Czech spot electricity prices sagged on Tuesday due to an uptick in renewables while long term prices sunk to a 10-week low as euro zone fears weighed, traders said.
Electricity for Wednesday delivery shed 8.30 euros to 43.60 euros ($57.22) per megawatt hour in the over-the-counter market as the discount to neighbouring Germany narrowed to 90 cents.
Data from Thomson Reuters Point Carbon showed forecasts for wind generation in Germany rising to 4.7 GW and solar production increasing to 4.2 GW.
“The spot drop is because of the healthy renewables and warm weather,” one trader said. “Speculators will likely try to push the Cal lower.”
Further along the curve, the front month declined 1.7 percent to 38.60 euros while Cal ’13 baseload hit 48.85 euros.
The 1 percent decline took the contract to its lowest level since touching 48.80 euros on February 13.
Around the region, the benchmark German Cal ’13 contract dipped 24 cents to 50.55 euros on Germany’s EEX.
Romanian state-owned hydro power producer Hidroelectrica said it would lift force majeure and resume normal power deliveries to clients from May.
Bulgaria will now focus on small renewable energy projects, Energy Minister Delyan Dobrev said, as the Balkan country tries to avoid a jump in power prices and prevent its grid from overloading due to a surge in bigger projects.
Serbian water levels for power generation were forecast flat through May 1, after they mainly rose last week.

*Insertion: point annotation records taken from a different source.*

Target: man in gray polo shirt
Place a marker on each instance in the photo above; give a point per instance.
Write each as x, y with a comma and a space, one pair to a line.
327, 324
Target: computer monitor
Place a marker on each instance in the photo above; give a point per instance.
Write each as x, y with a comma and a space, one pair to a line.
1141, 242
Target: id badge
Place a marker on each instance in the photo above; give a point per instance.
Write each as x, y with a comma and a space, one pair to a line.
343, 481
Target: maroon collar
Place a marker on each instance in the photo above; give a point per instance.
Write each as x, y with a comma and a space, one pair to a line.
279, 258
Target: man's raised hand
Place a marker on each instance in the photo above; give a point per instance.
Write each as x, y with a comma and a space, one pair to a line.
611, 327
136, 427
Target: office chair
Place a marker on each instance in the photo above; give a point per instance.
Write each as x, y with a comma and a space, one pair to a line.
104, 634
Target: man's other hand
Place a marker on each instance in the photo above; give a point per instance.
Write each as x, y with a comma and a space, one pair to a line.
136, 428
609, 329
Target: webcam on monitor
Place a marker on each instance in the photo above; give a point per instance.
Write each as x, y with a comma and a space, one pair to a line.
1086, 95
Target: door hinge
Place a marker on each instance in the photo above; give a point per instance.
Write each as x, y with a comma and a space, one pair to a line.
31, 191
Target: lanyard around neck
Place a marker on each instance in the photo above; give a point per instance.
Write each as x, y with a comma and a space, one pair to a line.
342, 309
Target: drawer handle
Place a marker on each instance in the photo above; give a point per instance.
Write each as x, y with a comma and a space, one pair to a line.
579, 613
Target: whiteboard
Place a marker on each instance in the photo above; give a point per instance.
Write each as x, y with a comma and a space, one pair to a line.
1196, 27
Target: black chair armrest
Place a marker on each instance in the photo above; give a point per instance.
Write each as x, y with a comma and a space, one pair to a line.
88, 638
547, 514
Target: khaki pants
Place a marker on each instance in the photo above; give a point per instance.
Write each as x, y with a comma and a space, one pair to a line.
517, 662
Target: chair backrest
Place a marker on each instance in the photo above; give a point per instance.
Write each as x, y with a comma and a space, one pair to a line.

In Poland, the grid operator said the country’s utilities would have a total of 4.0 gigawatts of power offline for maintenance on Thursday.
Day ahead on Poland’s POLPX slipped to 176.63 zlotys ($55.02)from 177.19 zlotys while electricity for Wednesday declined 4.6 percent to 46.75 euros in over-the-counter trade.
In other markets, ICE Brent crude futures turned positive in late afternoon trade, having fallen by as much as 61 cents earlier on Tuesday due to concern over the eurozone economy.
EUAs for December delivery, the bellwether carbon contract, were steady from a day-ago close at 7.18 euros at 1337 GMT.